Second, we can take at least five minutes for ourselves. This time might include a simple prayer of our willingness to “lean in,” even though we’re currently unable to see God’s purposes for us on this particular day. We might ask God to give us a glimpse of his view of this day. Or we might take time to recall aspects of God’s character that we know to be true or remember God’s past activity in our lives. Through these exercises, we reaffirm our trust in his character and his activity, remembering that his work in our lives will not be in vain. Another way we might engage God’s work in our lives is to enunciate three ways we presently feel God’s work in us, noticing the ways he’s changing us. We can observe similarities, differences, and correlations, noticing how his actions shape us for what we are currently encountering in life. Additionally, we might enunciate what God has impressed us to do and be throughout the course of our lives. We can remind ourselves that these goals, while not necessarily guaranteed to bear immediate fruit, are still worth striving toward because of the worthiness of the One who impressed them upon us. We can practice these things as we learn to take part in the eternal interaction between God and man, all the while keeping the grace God gives us before us.

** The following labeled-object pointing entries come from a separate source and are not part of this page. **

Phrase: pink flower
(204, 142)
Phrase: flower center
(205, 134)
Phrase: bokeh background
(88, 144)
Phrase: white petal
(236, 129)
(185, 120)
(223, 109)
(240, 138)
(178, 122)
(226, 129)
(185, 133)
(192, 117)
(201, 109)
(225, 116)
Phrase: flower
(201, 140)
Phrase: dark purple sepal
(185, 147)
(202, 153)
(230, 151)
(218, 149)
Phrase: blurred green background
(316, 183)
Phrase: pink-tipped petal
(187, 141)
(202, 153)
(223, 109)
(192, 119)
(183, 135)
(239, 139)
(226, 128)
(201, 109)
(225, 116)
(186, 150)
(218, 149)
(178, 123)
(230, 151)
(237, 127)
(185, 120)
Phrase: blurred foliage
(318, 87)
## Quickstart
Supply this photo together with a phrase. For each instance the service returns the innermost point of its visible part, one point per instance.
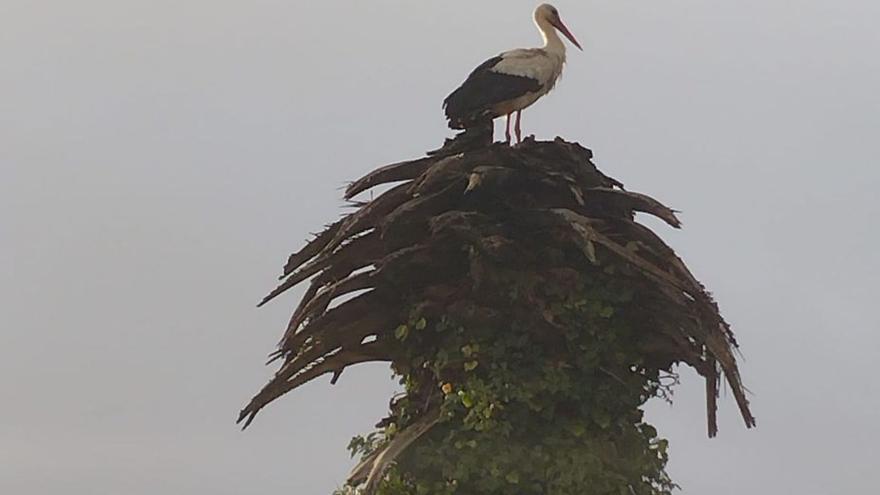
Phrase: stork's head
(547, 14)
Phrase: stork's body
(513, 80)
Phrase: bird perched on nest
(513, 80)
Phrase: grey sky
(159, 159)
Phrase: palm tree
(526, 312)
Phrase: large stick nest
(407, 244)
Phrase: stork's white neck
(552, 42)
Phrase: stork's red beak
(558, 24)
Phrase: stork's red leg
(518, 130)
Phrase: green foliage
(527, 408)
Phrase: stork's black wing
(473, 101)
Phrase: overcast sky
(159, 159)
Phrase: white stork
(513, 80)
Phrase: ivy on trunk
(528, 315)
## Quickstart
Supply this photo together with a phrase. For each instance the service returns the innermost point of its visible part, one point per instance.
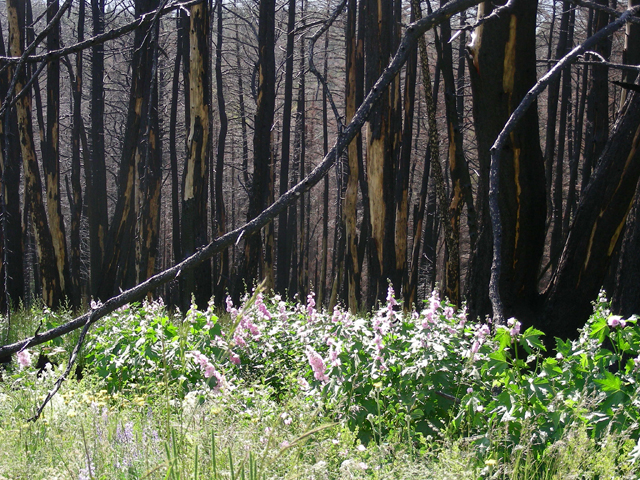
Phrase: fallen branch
(410, 39)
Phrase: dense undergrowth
(270, 389)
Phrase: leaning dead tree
(409, 40)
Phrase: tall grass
(278, 390)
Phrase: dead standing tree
(413, 32)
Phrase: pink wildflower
(303, 383)
(209, 370)
(434, 301)
(311, 304)
(262, 308)
(24, 358)
(515, 326)
(483, 332)
(391, 301)
(616, 321)
(337, 315)
(235, 358)
(333, 356)
(317, 365)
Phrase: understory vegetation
(271, 389)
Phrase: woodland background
(135, 132)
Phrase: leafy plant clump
(427, 381)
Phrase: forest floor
(270, 389)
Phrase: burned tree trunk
(194, 195)
(95, 170)
(12, 244)
(254, 260)
(51, 279)
(503, 69)
(599, 220)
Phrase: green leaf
(610, 383)
(599, 329)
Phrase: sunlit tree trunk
(78, 145)
(503, 69)
(194, 195)
(221, 214)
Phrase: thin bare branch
(604, 8)
(496, 150)
(409, 40)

Once, when visiting a large Baptist church in Texas, I heard a pastor give this invitation at the end of his sermon: “With all that you are and all that you know about Christ right now, will you respond?” This simple invitation is all John the Baptist responded to, and I believe it is the essence of what God asks of us each day. John dared to live into the reality of who God said he, in his true humanity, was. God asks us simply to do the same, to lean in toward our God-healed selves. We aren’t Jane Austen characters; we won’t see the full picture of our lives or know our full purposes ahead of time. But God asks us to live in response to all we know about who Christ is, and God asks us to let him change our lives accordingly. He asks us to notice that we cannot be fully human unless we realize humanity was made full already. May we know God, and may we truly know ourselves.

Learning the Art of Noticing

1. Take time to discover how God is reshaping your life. Think of three ways you can presently feel God’s work in your life.

2. Ask God to give you a glimpse of his view of this day.